Grande musica “all’ombra” delle Torri con l’Albenga Jazz Festival 2019, organizzato dall’associazione culturale Le Rapalline in Jazz, presieduta da Andrea Anfossi, con il patrocinio del Comune. Dal 19 al 21 agosto dalle ore 21:30 la kermesse porterà nella magica cornice di piazza san Michele grandi nomi del Jazz.
Lunedì 19 agosto suonerà il Carlo Atti 4et Plays Coltrane (Carlo Atti, sax tenore – Danilo Memoli, piano – Marc Abrams, contrabbasso – Enzo Carpentieri, batteria). Il quartetto si muove in un’area stilistica profondamente ispirata alla tradizione degli anni ’50 – ’60, attingendo in particolar modo dal repertorio di John Coltrane e proponendo anche composizioni di altri musicisti che hanno avuto importanza cruciale per la storia e l’evoluzione del linguaggio jazzistico. Il sodalizio dura ormai da molti anni, convogliando le più diverse esperienze in un unico interplay che ancor oggi suona brillante.
Martedì 20 agosto si esibirà Philippe Petrucciani con On Air Trio (Philippe Petrucciani, chitarra – Alessandro Collina, pianoforte – Marc Peillon, contrabbasso – Rodolfo Cervetto, batteria). Il gruppo nasce dopo anni di intensa collaborazione tra Petrucciani, Collina e Cervetto, con l’intento di raccontare e raccontarsi, delineare un suono ed un’intesa che duri nel tempo. L’apice della maturazione, e quindi del successo di questo progetto, i cui brani sono scritti da Philippe e da suo fratello Michel, avviene con l’arrivo nel gruppo di Marc Peillon. Si va così a completare il Trio On Ai che ha al suo attivo quattro cd prodotti da Egea, uno dei quali, dedicato proprio a Michel Petrucciani, nel 2014 raggiunge il ventottesimo posto nella classifica jazz statunitense.
Il linguaggio di Philippe va ad incastrarsi alla perfezione nelle sonorità del Trio, permettendo alle quattro personalità di esprimersi in piena libertà e ascolto dell’altro, dando vita ad un mondo sonoro in continuo movimento che passa da ambienti rarefatti ad una pulsazione tipica della black music.

Mercoledì 21 agosto ci sarà il concerto di Federico Marchesano Atalante featuring Louis Sclavis (Louis Sclavis, clarinetto basso – Enrico Degani, chitarra classica – Federico Marchesano, contrabbasso – Mattia Barbieri, batteria).
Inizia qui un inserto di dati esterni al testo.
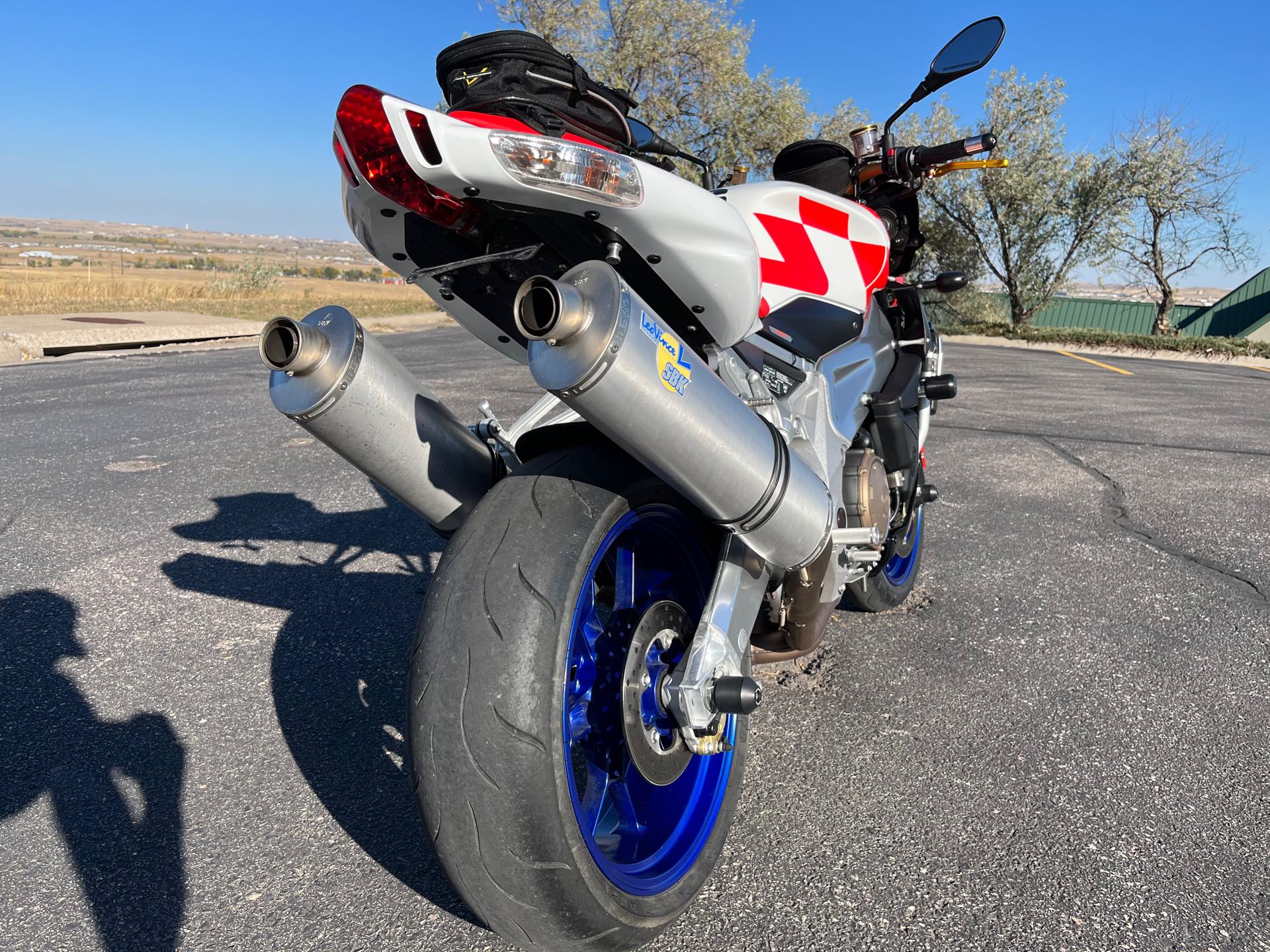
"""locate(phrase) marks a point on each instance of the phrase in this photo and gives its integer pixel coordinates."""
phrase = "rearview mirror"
(968, 51)
(642, 136)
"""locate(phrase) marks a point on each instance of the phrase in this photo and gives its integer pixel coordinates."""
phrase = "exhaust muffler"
(606, 354)
(346, 389)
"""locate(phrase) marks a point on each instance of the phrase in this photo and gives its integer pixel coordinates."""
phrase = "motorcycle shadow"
(339, 662)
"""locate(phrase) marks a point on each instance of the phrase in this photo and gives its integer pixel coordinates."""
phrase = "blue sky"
(219, 116)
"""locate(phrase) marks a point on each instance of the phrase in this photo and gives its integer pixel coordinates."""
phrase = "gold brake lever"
(968, 164)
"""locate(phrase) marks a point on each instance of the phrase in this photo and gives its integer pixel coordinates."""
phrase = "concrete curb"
(28, 338)
(1137, 353)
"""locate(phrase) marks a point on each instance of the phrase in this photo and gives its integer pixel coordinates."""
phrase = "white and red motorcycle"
(730, 444)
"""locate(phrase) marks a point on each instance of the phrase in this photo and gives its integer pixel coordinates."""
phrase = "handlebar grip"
(952, 151)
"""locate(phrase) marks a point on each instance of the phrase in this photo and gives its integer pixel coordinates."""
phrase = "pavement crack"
(1118, 510)
(1080, 438)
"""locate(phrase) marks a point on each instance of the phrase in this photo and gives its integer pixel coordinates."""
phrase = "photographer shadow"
(341, 659)
(114, 786)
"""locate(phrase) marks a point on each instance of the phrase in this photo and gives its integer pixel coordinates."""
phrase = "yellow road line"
(1096, 364)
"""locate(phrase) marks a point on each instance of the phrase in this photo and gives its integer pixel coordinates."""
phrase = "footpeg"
(737, 695)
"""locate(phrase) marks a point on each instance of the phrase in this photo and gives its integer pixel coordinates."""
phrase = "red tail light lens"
(375, 150)
(342, 158)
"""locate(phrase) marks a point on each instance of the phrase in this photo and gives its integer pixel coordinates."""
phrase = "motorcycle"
(738, 389)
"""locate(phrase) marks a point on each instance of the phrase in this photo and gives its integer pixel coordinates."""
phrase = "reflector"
(365, 124)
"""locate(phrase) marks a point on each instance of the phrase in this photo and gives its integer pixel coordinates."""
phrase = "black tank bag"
(517, 74)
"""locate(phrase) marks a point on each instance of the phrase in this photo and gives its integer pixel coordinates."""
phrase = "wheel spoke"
(624, 579)
(595, 803)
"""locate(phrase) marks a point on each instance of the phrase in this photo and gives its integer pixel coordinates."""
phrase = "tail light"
(342, 158)
(365, 124)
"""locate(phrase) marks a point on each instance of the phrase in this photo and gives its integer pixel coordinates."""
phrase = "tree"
(1031, 225)
(685, 63)
(1179, 187)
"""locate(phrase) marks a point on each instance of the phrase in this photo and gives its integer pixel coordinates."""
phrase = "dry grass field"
(70, 290)
(113, 267)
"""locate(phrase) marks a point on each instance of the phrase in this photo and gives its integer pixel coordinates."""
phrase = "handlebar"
(920, 158)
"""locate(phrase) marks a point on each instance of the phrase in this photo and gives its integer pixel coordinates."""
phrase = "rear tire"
(890, 583)
(489, 681)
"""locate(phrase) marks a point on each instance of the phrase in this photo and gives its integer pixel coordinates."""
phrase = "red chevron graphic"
(802, 268)
(799, 267)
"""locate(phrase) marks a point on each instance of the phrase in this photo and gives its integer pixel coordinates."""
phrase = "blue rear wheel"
(552, 781)
(642, 833)
(889, 584)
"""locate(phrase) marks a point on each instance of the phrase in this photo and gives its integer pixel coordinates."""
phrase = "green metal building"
(1245, 313)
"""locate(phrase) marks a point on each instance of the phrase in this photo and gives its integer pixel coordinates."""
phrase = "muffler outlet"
(347, 390)
(292, 347)
(550, 310)
(634, 380)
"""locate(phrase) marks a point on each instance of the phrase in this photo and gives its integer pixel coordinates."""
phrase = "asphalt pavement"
(1061, 742)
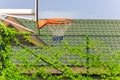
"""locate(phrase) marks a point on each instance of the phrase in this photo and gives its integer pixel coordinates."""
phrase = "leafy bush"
(85, 62)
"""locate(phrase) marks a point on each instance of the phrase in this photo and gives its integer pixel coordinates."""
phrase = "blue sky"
(80, 9)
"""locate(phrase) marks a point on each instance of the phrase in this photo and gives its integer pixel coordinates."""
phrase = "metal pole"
(36, 14)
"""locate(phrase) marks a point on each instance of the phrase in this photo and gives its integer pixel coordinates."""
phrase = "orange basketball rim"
(54, 21)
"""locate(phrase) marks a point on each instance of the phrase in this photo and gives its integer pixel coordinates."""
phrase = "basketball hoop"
(57, 27)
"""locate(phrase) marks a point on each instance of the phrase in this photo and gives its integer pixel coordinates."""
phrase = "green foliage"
(88, 61)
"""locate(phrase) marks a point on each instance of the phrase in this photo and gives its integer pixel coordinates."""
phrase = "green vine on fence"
(21, 62)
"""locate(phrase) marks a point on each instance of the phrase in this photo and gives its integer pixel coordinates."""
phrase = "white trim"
(18, 11)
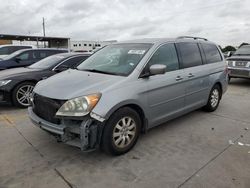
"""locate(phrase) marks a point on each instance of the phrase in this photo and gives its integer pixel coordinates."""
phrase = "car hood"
(15, 72)
(74, 83)
(239, 58)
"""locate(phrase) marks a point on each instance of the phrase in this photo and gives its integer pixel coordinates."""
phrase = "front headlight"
(4, 82)
(79, 106)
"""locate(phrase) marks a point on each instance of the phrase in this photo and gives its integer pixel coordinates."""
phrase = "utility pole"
(44, 31)
(43, 27)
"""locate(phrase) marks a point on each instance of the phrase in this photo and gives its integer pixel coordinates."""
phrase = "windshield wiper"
(99, 71)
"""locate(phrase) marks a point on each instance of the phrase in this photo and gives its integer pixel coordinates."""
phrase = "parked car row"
(9, 49)
(26, 57)
(16, 84)
(122, 90)
(239, 63)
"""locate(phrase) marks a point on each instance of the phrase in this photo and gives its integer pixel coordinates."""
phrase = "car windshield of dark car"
(244, 50)
(116, 59)
(47, 62)
(12, 55)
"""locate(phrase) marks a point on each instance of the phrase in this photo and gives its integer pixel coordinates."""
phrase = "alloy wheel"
(23, 94)
(124, 132)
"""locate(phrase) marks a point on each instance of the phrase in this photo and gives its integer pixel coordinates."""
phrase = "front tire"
(214, 99)
(121, 131)
(21, 94)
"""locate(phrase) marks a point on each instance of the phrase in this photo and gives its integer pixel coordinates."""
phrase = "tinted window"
(166, 55)
(243, 50)
(4, 51)
(212, 53)
(190, 54)
(47, 62)
(25, 56)
(74, 61)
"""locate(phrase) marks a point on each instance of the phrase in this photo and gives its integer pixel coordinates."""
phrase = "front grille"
(46, 108)
(241, 63)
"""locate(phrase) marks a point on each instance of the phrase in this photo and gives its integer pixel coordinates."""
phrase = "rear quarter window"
(190, 54)
(212, 53)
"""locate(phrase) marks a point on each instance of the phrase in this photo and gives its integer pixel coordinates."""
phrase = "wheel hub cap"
(23, 94)
(124, 132)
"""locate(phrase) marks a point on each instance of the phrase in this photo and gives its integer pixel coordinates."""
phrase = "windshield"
(244, 50)
(4, 51)
(12, 55)
(116, 59)
(47, 62)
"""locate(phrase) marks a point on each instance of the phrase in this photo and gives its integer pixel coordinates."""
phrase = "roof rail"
(190, 37)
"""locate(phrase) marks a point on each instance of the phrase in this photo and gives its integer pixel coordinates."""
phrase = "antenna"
(43, 27)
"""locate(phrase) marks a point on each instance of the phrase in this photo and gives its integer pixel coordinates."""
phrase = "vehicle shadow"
(239, 82)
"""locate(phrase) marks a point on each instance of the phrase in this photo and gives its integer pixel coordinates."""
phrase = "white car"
(9, 49)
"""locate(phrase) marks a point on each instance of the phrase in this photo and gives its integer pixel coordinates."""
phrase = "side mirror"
(61, 68)
(157, 69)
(18, 59)
(229, 54)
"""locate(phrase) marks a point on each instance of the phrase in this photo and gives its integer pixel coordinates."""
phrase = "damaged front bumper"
(84, 134)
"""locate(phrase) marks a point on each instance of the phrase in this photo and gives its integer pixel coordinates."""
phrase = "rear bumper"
(84, 134)
(239, 72)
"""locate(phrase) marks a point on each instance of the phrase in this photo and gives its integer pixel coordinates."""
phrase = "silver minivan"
(127, 88)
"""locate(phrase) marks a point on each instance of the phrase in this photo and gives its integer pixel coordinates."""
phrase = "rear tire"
(21, 94)
(214, 99)
(121, 131)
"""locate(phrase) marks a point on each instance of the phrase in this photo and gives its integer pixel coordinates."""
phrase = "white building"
(88, 46)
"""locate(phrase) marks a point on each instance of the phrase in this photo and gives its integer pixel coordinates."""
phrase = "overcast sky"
(224, 22)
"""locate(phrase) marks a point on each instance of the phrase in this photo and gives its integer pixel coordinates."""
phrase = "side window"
(211, 52)
(74, 61)
(190, 54)
(25, 56)
(166, 55)
(43, 54)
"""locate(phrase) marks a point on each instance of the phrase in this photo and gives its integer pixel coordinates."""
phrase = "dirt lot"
(192, 151)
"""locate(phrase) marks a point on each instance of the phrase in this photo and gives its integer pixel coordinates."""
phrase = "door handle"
(178, 78)
(190, 75)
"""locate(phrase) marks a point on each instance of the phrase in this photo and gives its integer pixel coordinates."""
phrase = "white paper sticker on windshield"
(139, 52)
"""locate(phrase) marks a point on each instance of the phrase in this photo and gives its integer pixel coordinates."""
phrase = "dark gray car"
(239, 63)
(127, 88)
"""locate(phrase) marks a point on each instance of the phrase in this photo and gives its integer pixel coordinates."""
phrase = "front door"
(165, 94)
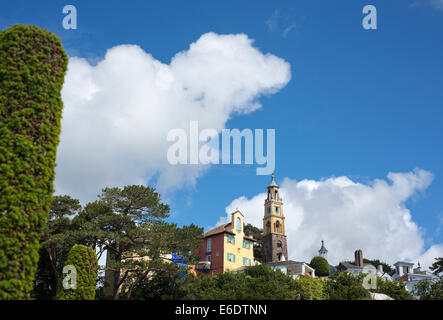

Protagonista della serata è il grande Louis Sclavis, clarinettista e compositore francese, elemento di punta del jazz e della musica improvvisata europea.
Nei primi anni ’80 ha suonato nel quartetto di Henri Texier, con la Compagnie Lubat, Chris Mac Gregor Brotherhood of Breath, in duo con Michel Portal e con musicisti europei come Tony Oxley, Evan Parker, Peter Brotzman, Enrico Rava, Tomasz Stanko. Ha formato le sue prime band nel 1984 registrando per diverse label: Enja, Label Bleu, Fmp, ECM (etichetta per la quale incide ancora oggi). Allo stesso tempo ha scritto musica per il cinema (Amos Gitai, Bertrand Tavernier, Jean Louis Comoli) per la danza (Mathilde Monnier), per il teatro, lavorando con Jacques Bonnaffé, Ernest Pignon Ernest, Guy le Querrec.
Atalante è un quartetto acustico, formato da chitarra classica, contrabbasso, clarinetto basso e batteria, la cui musica esplora i territori del jazz contemporaneo. Il nome del gruppo rende omaggio all’omonimo poetico e surreale film di Jean Vigo del 1934. L’Atalante è una barca-abitazione che percorre la rete fluviale francese, attorno alla quale si sviluppano le vicende di Jean e Juliette, due giovani sposi. Da questa immagine prendono ispirazione le composizioni di Marchesano che, in bilico tra scrittura e improvvisazione, abbracciano minimalismo, psichedelia, rock, jazz europeo, disegnando paesaggi sonori originali e sorprendenti.